Bellingham wants green energy, green living

Solar panels were installed on Taylor Dock near Boulevard Park in summer 2018. // Photo by Harrison Amelang

By Ian Ferguson

Demand for solar panel installations are becoming increasingly common in Whatcom County, and the industry is there to match it. Bellingham businesses, homeowners and renters have been putting in work to build a more energy-efficient community, said Nick Hartrich, outreach manager with Puget Sound Energy.

According to Hartrich, the process started in 2016 after the city entered into the Georgetown University Energy Prize competition.

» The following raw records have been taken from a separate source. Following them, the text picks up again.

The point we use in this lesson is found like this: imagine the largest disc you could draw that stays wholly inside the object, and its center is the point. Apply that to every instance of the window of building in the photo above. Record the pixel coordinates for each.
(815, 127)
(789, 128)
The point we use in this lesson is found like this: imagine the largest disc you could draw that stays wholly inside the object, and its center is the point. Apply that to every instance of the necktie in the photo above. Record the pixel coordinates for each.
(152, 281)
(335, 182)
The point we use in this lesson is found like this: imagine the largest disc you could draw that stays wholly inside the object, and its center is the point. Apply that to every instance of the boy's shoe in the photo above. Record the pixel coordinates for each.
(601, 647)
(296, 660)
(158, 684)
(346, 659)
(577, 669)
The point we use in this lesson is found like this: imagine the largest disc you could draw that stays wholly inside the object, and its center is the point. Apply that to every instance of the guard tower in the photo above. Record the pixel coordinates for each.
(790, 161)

The community that saved the most energy would receive a $5 million award to be used toward the development of green energy systems that decrease a city’s use of fossil fuels. By the end of the competition, Bellingham had tied for third place out of 49 areas involved.

During the competition, Hartrich urged the community to sign up for the PSE Green Energy Program, a program that allows PSE patrons to offset their carbon emissions by investing their bill toward greener energy sources.

PSE set a time period for the community and pledged that they would donate $100 toward a solar installation for every person who signed up. Five hundred sign-ups later, the community and PSE raised $50,000 toward a solar installation in Bellingham.

The solar panels were installed on Taylor Dock at Boulevard Park this summer, delivered in an unorthodox fashion.

At Cornwall Beach on June 27, rowboats and bicycles were loaded with an array of solar modules to be transported to Taylor Dock. Carriers were escorted by an entourage of community members excited to celebrate the community’s green energy efforts.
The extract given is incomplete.